The sixteen artists and artisans who were building the mural under Valis’s direction did not live on site. They were block-booked for six months at the Vineyard Hills Inn.
Valis, however, lived here for the duration. The motor home had electrical and water hookups.
Its waste-water holding tanks were pumped out twice a week by Glen’s Reliable Septic Service. Glen Gortner was proud of his fame by association, even though he thought the mural was “something I ought to be pumping away, too.”
Not sure if he would stop or just cruise past, Billy drove the Explorer off the shoulder of the road, down a gentle embankment, into the meadow. He swung around to the far side of the motor home.
The door to the driver’s compartment stood open. Light angled down the steps and painted a welcome mat on the ground.
He stopped. For a while he sat with the engine running, one foot on the brake, one poised above the accelerator.
Most of the windows were not covered. He couldn’t see anyone in the spaces beyond.
Only the windows toward the rear, which were probably in the bedroom, featured curtains. Lamps glowed there, too, filtered by a golden material.
Inescapably, Billy concluded that he was expected.
He was loath to accept this invitation. He wanted to drive away. He had nowhere to go.
Less than twenty hours remained until midnight, when as foretold the “last killing” would occur. Barbara, still in jeopardy.
Because of evidence that Valis might have planted in addition to what had been on the cadavers, Billy remained a potential suspect in the disappearances that would soon become known to the police: Lanny, Ralph Cottle, the redheaded young woman.
Somewhere in his house or garage, or buried in his yard, was the hand of Giselle Winslow. Surely other souvenirs, as well.
He put the Explorer in park, doused the headlights, but did not switch off the engine.
Near the dark tent stood a Lincoln Navigator.
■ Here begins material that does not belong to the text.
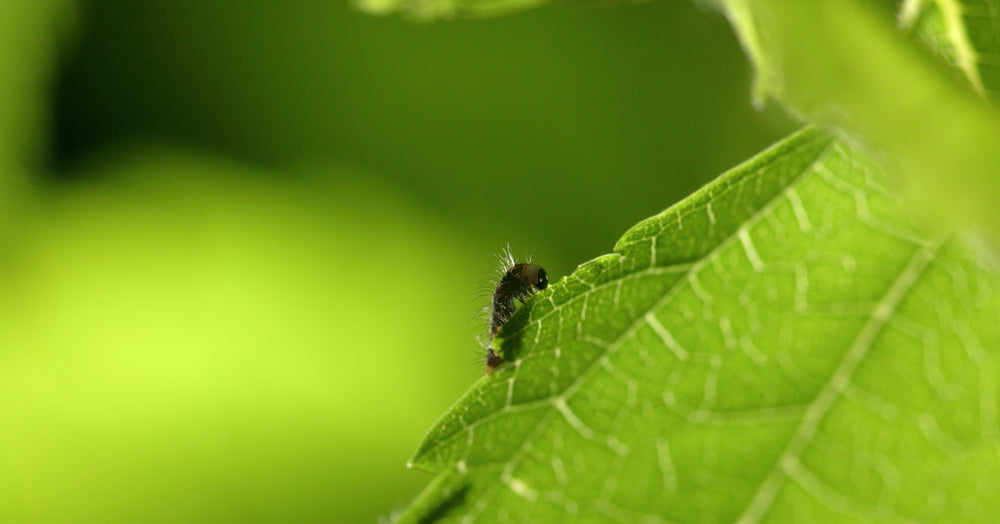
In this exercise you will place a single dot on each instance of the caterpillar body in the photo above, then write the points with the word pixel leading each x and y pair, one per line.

Evidently it was what Valis used for local travel. You are worthy.
Billy pulled on a fresh pair of latex gloves.
Some stiffness but no pain troubled his left hand.
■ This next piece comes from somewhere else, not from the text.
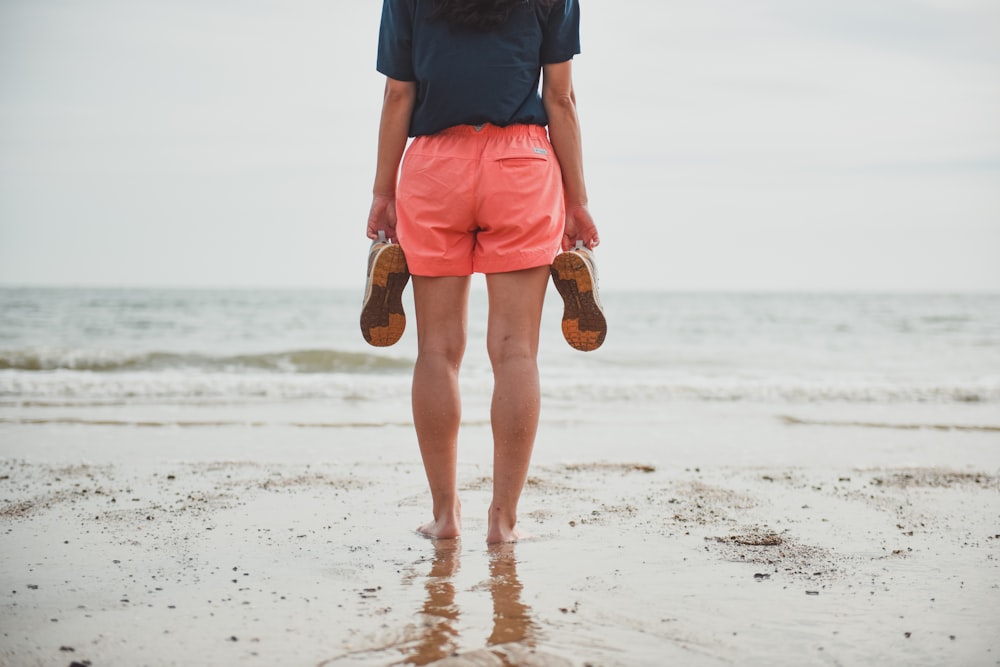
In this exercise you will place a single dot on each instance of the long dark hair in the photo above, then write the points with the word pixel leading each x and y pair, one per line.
pixel 479 13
He wished he had not taken a Vicodin at Lanny’s. Unlike most painkillers, Vicodin left the mind clear, but he worried that if his perceptions and reflexes were dulled even half a percent, that lost edge might be the death of him.
Maybe the caffeine tablets and the coffee would compensate. And the lemon pie.
He switched off the engine. In the first instant thereafter, the night seemed as silent as any house of the deaf.
In consideration of the unpredictability of this adversary, he prepared for action both lethal and otherwise.
As to the choice of a deadlier weapon, he preferred the .38 revolver because of its familiarity. He had killed with it before.